Of the stories I’d read in other collections, “The Road of Needles” is one of my favorites, a loose retelling of Little Red Riding Hood set aboard a terraforming spaceship. Due to an accident the ship’s compartments are now overgrown with verdant rainforest; The sole human crew member must trudge to the other end of the ship to restart the computer core. Along this path, she’s pursued by both a lupine assailant and memories of her daughter and life back home. “The Road of Needles” shows nature at its wildest; with its imaginative setting and unnerving tension, I’m not surprised that it won a Locus award.

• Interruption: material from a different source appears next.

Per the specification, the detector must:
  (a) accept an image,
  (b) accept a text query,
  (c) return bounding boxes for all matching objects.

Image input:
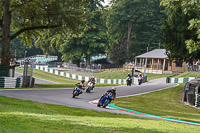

The Dinosaur Tourist collects 19 of Kiernan’s short stories from recent years in one place. A few of these stories I found a bit vague or meandering, too slow or ambiguous for me to really sink my teeth into them. But this collection is overall quite strong; the low points are still quality stuff, and the high points are some of the best being published in the genre today. This is one of the most varied of Keirnan’s collections in recent years, and it’s also one of the most accessible (compared to, say, the more explicit content in Dear Sweet Filthy World). Readers of horror, gothic, and weird tales owe it to themselves to give Kiernan’s writing a try, and this collection is an excellent starting point.
Contents List:
- The Beginning of the Year Without a Summer
- Far From Any Shore
- The Cats of River Street (1925)
- Elegy for a Suicide
- The Road of Needles
- Whilst the Night Rejoices Profound and Still
- Ballad of an Echo Whisperer
- The Cripple and the Starfish
- Fake Plastic Trees
- Whisper Road (Murder Ballad No. 9)
- Animals Pull the Night Around Their Shoulders
- Untitled Psychiatrist No. 2
- Excerpts from An Eschatology Quadrille
- Ballad of a Catamite Revolver
- Untitled Psychiatrist No. 3
- Albatross (1994)
- Fairy Tale of Wood Street
- The Dinosaur Tourist (Murder Ballad No. 11)
- Objects in the Mirror
Book Details
Title: The Dinosaur Tourist
Author: Caitlín R. Kiernan
First Published: 30 November 2018
What I Read: Subterranean Press ebook, 2018
Price I Paid: $0 (e-ARC via NetGalley and SubPress)
MSRP: $40 hc / $60 signed LE / $4.99 ebook
ISBN/ASIN: 978-1596068827 / B07K76JDDY
I’ve loved her novels. Must check out her short stories too.